Creative Commons: The Solution

Creative Commons is a set of licenses that embraces the need to share. Instead of the typical "all rights reserved", Creative Commons advocates "some rights reserved" licenses. It is focussed on educators, scientists and authors but can be applied to just about any information (including some of the more difficult content such as programs, sound bytes and video to mention a few).

As an intermediate step between full copyright and public domain content, it forms an excellent method of controlling how content can be shared.

The licenses, which exist within Creative Commons, range from the very relaxed "Creative Commons Attribution 3.0 Unported License" (any re-use must reference the work to the original content provider but it can be used anywhere by anybody regardless of their intent or objective) to the highly restrictive "Creative Commons 3.0 Attribution-Noncommercial-No Derivative Works 3.0 Unported License" (any re-use must include the full item, cannot amount to commercial gain and must reference the original content provider).

Registering For A Creative Commons License

I feel a bit ridiculous even describing this process - it's that simple!

  1. Direct your browser to http://creativecommons.org/license/.
  2. You will be presented with 3 choices (I did say it was easy). Each represents the level of control you want to put on your work. These include:
    • Allow Commercial use of your work? [Yes/No]
    • Allow Modifications to your work?
      1. Yes
      2. Yes - as long as its share and share alike. This basically says that if anybody wants to use your content they must register it with the same license under which you registered the original content.
      3. No
    • Jurisdiction of your license [select unported for international governance or the country you want to be covered for]
  3. Fill in your details below.
  4. Click select a license.
  5. Select the license from the visual options supplied.

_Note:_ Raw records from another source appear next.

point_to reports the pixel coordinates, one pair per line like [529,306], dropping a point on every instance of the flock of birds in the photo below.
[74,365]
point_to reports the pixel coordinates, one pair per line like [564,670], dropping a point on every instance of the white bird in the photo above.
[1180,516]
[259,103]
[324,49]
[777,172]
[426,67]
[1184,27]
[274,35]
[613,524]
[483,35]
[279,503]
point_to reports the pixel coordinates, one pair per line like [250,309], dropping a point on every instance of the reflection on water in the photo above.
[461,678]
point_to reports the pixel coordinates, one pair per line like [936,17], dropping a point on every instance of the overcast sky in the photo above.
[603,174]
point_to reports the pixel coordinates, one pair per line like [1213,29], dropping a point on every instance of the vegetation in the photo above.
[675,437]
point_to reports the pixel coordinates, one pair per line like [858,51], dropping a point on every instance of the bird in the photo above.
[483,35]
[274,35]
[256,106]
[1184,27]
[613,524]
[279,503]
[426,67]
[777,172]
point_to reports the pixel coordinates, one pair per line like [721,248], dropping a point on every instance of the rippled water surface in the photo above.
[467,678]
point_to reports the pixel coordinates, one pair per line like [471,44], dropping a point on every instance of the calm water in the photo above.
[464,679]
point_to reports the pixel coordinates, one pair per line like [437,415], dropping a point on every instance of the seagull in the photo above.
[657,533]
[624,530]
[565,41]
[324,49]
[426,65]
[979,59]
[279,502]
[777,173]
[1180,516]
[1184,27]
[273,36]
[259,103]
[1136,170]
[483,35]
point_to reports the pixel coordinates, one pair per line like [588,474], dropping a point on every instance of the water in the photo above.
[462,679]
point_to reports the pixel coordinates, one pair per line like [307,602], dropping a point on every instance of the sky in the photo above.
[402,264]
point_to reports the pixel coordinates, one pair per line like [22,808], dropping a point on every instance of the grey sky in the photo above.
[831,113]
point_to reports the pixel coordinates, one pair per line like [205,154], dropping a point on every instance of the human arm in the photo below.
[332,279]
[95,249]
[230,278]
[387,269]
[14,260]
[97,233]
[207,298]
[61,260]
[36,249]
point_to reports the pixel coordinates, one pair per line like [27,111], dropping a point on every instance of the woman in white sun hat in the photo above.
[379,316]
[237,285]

After you have selected the relevant license, Creative Commons allow it to be expressed in one of three ways:

  1. Commons Deed - A plain-language summary of the license, complete with the relevant icons.
  2. Legal Code - The fine print that you need to be sure the license will stand up in court.
  3. Digital Code - A machine-readable translation of the license that helps search engines and other applications identify your work by its terms of use. As an aside, most search engines now allow you to search for content that has been registered under a particular license (select this under the "advanced search" option). There are also some minor indications that pages that share their content more freely get some ranking benefit.
    Could that be any simpler? No Lawyers, no fuss, no charge - a couple of clicks and you are covered. Exactly how you want to be.

As previously mentioned, knowledge sharing is important and we at Quirk have taken a stand; we aim to share all of the content on GottaQuirk as well as all of our other educational eMarketing resources under a Creative Commons license. Currently, we are in the process of implementing the correct licensing (we have lots of documents). So, watch this space as we make our content available for use freely and very few limitations.

Once again, we at Quirk are doing our best to make the most of developing online opportunities to share and share alike.